Only state championship games will be played at the Alamodome in San Antonio, with those taking place Feb. 27 through March 1 and two classifications playing per day. Teams will no longer have to play their state semifinal the day before, as teams in 6A, 4A and 2A had to do last season, because the semifinals will now be played at neutral sites and will be the Monday and Tuesday of state week.

That benefits a team such as Duncanville.

“With our style of play and how hard we play, it gives us an advantage, because now we get rest in between,” Duncanville coach Neiman Ford said. “With our full-court pressure, it’s kind of a struggle to play those back-to-back games. You have to repeat that intensity in less than 24 hours. But give us a couple of days, and I feel like we’ll be ready to go.”

The final day of the state championships will feature two title games apiece in 6A and 5A. That could create a boost in attendance after last season’s 5A final drew 3,044 fans and the 6A title game had a crowd of 2,961.

Teams will now play only six playoff games instead of seven, and schools have the option of having a regional tournament or playing the regional semifinals and finals at neutral sites. If they choose not to have a regional tournament, the semifinals would be Feb. 17-18 and the finals would be Feb. 20-22.

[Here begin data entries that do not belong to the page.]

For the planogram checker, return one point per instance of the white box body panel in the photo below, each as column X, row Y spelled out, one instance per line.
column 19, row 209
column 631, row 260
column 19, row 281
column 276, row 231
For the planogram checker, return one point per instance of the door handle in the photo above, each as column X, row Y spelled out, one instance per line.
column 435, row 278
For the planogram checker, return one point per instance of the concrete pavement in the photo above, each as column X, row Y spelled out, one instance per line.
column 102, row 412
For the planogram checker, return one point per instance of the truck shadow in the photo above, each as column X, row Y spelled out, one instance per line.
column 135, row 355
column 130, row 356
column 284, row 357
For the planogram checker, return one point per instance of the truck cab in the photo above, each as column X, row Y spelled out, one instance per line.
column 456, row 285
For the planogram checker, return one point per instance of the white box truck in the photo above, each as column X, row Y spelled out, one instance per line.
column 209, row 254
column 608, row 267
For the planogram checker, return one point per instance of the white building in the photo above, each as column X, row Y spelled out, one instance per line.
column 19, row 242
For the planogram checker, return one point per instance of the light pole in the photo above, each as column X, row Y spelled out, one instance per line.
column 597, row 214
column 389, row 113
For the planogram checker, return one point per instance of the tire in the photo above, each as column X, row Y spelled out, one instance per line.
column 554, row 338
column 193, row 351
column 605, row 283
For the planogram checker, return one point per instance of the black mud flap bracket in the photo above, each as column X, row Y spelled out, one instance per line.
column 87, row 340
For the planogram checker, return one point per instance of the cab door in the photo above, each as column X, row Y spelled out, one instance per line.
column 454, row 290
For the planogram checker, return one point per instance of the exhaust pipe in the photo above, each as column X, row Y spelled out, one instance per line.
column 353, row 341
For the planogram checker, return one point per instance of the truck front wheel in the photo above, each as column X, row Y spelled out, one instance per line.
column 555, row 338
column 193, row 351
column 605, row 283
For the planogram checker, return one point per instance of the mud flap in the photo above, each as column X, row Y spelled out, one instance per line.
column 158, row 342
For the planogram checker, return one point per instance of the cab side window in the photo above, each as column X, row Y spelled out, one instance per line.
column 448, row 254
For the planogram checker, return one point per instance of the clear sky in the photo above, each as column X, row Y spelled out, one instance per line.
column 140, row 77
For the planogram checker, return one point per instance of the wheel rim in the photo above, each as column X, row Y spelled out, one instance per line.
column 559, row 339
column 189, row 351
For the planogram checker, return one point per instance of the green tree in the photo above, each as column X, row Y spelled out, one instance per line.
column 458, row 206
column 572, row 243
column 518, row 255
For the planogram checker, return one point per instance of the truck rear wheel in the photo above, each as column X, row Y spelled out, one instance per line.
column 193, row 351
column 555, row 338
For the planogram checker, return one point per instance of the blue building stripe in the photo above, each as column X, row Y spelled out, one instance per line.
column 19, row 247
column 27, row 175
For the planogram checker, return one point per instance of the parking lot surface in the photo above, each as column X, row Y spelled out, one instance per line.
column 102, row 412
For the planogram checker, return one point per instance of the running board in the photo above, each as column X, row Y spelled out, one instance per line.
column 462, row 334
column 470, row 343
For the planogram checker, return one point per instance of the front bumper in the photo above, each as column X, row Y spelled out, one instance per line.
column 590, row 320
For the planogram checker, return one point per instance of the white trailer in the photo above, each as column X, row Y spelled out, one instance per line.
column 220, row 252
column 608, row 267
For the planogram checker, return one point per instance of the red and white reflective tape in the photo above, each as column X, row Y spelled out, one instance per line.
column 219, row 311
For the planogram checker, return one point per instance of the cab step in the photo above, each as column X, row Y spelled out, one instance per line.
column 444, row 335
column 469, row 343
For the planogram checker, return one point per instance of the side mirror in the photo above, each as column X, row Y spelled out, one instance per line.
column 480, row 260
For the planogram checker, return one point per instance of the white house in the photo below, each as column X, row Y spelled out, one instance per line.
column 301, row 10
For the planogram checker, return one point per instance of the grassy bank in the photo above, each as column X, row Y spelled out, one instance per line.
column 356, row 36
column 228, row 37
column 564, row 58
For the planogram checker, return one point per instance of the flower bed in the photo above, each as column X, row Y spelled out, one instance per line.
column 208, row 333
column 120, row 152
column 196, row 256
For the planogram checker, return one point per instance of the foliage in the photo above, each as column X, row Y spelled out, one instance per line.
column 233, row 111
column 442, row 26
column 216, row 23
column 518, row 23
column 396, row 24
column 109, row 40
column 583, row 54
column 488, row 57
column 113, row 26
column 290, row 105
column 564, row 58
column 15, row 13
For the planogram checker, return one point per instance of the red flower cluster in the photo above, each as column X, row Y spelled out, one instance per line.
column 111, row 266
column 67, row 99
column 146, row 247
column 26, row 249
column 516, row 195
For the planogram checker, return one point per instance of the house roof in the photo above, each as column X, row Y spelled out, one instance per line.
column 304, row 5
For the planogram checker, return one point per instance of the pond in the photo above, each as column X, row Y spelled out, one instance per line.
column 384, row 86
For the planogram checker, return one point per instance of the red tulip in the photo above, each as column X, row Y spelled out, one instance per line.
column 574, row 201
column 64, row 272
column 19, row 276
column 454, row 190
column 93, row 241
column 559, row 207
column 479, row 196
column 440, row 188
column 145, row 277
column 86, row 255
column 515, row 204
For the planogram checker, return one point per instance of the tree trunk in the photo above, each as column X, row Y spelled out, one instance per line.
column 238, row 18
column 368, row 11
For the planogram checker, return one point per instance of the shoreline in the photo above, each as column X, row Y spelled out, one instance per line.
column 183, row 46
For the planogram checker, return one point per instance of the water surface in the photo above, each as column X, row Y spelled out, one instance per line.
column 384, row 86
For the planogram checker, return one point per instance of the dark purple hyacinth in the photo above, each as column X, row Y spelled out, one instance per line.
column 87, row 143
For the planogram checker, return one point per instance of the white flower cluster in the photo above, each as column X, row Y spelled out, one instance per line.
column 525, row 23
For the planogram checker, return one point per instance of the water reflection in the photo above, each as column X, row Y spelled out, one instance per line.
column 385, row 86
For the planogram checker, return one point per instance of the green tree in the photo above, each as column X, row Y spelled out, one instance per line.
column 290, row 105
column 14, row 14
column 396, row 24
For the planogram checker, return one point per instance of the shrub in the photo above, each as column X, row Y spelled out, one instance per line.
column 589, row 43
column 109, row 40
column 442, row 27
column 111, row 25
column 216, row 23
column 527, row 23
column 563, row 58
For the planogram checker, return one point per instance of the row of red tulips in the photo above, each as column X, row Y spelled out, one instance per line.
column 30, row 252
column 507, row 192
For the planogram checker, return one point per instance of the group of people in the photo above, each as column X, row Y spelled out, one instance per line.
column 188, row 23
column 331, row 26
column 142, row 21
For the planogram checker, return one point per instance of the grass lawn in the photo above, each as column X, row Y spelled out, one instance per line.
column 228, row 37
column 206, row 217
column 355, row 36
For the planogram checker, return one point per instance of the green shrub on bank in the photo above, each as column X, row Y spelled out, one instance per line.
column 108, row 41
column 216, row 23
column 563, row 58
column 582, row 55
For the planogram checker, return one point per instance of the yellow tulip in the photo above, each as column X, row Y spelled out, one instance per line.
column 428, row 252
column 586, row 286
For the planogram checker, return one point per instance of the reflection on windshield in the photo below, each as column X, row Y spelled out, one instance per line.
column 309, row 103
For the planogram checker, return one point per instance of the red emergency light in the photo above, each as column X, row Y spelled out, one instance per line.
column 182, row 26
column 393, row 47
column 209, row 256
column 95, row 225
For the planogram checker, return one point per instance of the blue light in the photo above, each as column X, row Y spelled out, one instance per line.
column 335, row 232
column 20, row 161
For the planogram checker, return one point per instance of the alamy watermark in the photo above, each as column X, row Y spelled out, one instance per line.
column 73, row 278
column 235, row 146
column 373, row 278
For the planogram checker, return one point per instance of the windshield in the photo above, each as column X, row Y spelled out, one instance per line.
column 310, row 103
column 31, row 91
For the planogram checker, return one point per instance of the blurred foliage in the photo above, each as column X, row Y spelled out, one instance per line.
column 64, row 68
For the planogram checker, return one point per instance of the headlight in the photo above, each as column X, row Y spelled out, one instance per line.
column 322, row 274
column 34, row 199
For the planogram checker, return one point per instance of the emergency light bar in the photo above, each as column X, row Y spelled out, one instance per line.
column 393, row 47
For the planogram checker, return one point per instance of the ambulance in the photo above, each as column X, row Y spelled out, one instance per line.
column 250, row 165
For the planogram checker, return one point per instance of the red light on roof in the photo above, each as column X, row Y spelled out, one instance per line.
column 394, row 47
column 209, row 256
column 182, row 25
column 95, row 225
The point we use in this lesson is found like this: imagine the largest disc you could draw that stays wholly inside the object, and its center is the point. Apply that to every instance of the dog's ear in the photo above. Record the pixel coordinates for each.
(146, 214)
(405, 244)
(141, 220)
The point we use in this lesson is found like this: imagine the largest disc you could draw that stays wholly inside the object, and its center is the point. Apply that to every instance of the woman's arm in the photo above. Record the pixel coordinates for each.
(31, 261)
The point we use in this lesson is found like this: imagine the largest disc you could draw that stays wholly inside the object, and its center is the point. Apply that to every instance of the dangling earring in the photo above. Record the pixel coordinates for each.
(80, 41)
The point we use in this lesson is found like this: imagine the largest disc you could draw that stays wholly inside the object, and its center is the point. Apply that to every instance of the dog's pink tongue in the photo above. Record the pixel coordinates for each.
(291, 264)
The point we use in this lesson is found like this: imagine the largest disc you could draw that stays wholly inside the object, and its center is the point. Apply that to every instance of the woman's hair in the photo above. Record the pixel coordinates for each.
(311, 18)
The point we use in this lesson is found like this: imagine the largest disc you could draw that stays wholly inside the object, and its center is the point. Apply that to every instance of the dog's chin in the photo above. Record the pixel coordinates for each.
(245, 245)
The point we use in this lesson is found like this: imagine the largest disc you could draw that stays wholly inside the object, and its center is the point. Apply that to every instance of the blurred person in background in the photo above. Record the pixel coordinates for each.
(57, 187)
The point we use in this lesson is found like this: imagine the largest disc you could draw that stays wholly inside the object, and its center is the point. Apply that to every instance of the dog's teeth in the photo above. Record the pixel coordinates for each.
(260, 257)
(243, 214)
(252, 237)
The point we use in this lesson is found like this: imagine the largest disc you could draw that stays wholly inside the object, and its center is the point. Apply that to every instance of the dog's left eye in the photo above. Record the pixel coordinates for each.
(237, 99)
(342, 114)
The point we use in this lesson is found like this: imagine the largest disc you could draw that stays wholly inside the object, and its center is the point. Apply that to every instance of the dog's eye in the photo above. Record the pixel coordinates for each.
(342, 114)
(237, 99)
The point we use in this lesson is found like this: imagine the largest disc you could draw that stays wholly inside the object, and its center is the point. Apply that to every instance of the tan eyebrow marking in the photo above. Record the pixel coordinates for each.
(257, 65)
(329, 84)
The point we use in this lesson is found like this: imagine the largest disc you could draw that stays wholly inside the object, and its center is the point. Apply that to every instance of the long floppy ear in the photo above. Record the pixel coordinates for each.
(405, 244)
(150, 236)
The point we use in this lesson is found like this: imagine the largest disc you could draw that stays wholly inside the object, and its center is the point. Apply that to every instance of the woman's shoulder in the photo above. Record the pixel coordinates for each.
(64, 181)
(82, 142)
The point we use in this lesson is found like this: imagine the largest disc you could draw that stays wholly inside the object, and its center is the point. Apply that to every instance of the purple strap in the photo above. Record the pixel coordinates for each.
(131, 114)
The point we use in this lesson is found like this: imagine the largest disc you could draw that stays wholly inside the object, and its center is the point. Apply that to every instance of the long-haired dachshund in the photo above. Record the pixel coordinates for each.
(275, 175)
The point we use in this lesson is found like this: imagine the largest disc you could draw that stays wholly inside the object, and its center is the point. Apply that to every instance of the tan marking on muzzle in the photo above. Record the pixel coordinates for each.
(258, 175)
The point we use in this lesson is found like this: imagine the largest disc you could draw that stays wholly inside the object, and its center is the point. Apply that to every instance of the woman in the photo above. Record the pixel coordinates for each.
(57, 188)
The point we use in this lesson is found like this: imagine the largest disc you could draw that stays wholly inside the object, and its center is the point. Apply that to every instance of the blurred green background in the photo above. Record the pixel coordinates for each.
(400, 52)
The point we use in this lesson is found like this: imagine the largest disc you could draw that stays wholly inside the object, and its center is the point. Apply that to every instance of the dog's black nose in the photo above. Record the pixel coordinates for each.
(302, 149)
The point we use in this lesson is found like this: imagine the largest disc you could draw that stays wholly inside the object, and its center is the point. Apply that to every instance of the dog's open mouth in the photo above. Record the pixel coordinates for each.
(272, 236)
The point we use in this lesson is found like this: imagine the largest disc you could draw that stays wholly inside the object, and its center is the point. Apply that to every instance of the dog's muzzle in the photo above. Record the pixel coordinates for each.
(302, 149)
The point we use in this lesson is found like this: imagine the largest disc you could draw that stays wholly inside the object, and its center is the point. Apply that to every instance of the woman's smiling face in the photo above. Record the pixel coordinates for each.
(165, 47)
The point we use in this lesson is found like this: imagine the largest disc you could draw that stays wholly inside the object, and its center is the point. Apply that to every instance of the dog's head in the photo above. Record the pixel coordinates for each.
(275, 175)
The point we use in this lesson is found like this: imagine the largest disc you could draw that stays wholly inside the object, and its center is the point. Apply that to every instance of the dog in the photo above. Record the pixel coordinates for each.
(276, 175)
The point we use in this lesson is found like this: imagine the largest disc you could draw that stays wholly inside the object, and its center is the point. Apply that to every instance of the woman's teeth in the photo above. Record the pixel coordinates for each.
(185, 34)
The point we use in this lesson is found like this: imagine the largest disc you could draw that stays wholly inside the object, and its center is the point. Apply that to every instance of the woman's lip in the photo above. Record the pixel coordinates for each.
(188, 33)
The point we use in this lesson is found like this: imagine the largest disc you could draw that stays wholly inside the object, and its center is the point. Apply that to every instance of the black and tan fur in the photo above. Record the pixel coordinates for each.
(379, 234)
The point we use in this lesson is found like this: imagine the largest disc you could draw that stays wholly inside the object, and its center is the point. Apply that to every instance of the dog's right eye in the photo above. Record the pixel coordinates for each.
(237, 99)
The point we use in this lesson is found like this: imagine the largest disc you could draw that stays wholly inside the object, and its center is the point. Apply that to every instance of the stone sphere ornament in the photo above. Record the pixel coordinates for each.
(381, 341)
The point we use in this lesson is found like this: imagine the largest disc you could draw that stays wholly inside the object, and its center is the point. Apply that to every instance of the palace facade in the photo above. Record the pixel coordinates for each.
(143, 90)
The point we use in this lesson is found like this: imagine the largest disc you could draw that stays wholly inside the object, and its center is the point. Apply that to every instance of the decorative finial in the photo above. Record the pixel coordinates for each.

“I love the fact that we don’t have regional tournaments anymore,” said Chance Westmoreland, coach of six-time state champion Argyle. “Last year in our regional semi we go double overtime against Tascosa, and that was the late game. We turn around the next day and play Timberview. I think the regional final is the most important game of the year to get you to state, and it’s so hard to play it on sometimes 12 hours rest. Now, you can have a neutral site and you will have time to prepare.”

Last season, both the 6A and 5A state championship games matched the winners from Region I and Region II. That can’t happen in the new format, as the winners of those two regions will automatically play in the state semifinals.

Class 5A is already broken up into Division I and Division II before the season starts in football, but it won’t be that way in basketball until after the current two-year alignment cycle ends.

Frisco Liberty has won three state championships in the last five years and has the third-smallest enrollment in 11-5A, so it’s likely headed to the Division II bracket with state No. 4 Argyle and No. 8 Frisco Memorial. But if Memorial and Frisco Independence both make the playoffs, then state No. 1-ranked Liberty would end up in Division I with No. 2 Amarillo and No. 3 Leander Glenn.

Liberty’s playoff path could possibly include a matchup with Lubbock Monterey five-star point guard Aaliyah Chavez, the No. 1 recruit in the nation in the Class of 2025. Monterey, the state’s fifth-ranked team, has the fourth-largest enrollment in 3-5A.

“You may not know your [first] opponent until the Friday before the playoffs start,” Westmoreland said. “In the past, you could plan out your route. It’s going to be a little anxious for coaches, but I think it’s going to be exciting, because it can change so quickly. There are over 220 schools in 5A, and there is no reason we can’t have a big and small school winner in every classification.”

Complicating matters is the situation at Class 5A Faith Family, which added 13 transfers during the offseason after hiring four-time state champion Andrea Robinson away from DeSoto to be the head coach at the UIL charter school. Faith Family’s transfers include four players ranked among the top 100 recruits in the nation, as well as two other all-state players, and the 13-5A district executive committee found Faith Family and its girls basketball coaches guilty of recruiting violations, a lack of transparency and withholding information.

The UIL state executive committee will decide the punishments, and options include suspensions for Robinson and assistant coaches Kadi Creel and Jordan Jones and a possible playoff ban for the school. There hasn’t been a DEC hearing yet to determine the varsity eligibility of the transfers, and the start of the season is fast approaching, with UIL teams starting games Nov. 1.